Perhaps Mickey best summarizes this issue when he offers no solutions except following his own nature, the nature of ceaseless revolt.  On the other hand, hooks urges us to love despite the “guarantee that one will be dismissed or considered naïve” (247).  Actually, the “choice of love” on a world scale is not “naïve”; it is arrogant, a dangerous extermination of the complexity of human character that is both angel and demon.  Given this understanding, we see the value of Mickey’s statement: “A moment of realization is worth a thousand prayers.”

Overall, putting bell hooks’ definition and theory of cultural criticism into practice, it becomes clear that it has limitations.  The basics of her critical view reveal commentary from a closed perspective which is ultimately resolved in liberal platitudes.  Until cultural criticism addresses itself to the issues of the totality of human possibility, there can be no satisfactory resolution to the apparent injustices and marginalism of contemporary society.  Without a recognition of aesthetics and limits, hooks’ “radical border-crossing” of contemporary cultural criticism will remain nothing but a disjointed bout of finger-pointing at “The Man” by a mob of intellectual prisoners inciting a rhetorical riot.

Works Consulted

Brecht, Bertolt.  “First Threepenny-Finale: On the Uncertainty of Human Circumstances.” The Threepenny Opera. Trans. Desmond Vesey and Eric Bentley.  New York: Grove, 1964.  39-41.

Camus, Albert.  “Helen’s Exile.”  The Myth of Sisyphus and Other Essays.  Trans. Justin O’Brien.  New York: Vintage, 1955. 134-38.

Foucault, Michel.  The Use of Pleasure: Volume 2 of The History of Sexuality.  Trans. Robert Hurley.  New York: Vintage, 1990.

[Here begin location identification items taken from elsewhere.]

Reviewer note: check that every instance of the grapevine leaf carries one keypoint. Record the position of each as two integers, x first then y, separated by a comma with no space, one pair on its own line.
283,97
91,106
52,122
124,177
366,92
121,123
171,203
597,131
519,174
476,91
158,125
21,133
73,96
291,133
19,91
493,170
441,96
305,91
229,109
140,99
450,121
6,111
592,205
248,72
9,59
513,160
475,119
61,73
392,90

hooks, bell.  Introduction: “The Heartbeat of Cultural Revolution.”  Outlaw Culture: Resisting Representations.  New York: Routledge, 1994.  1-7.

---.  “Love as the Practice of Freedom.”  Outlaw Culture: Resisting Representations. New York: Routledge, 1994.  243-50.

Stone, Oliver, dir. Natural Born Killers.  With Woody Harrelson, Juliette Lewis, Robert Downey Jr., and Tommy Lee Jones.  Warner Brothers, 1994.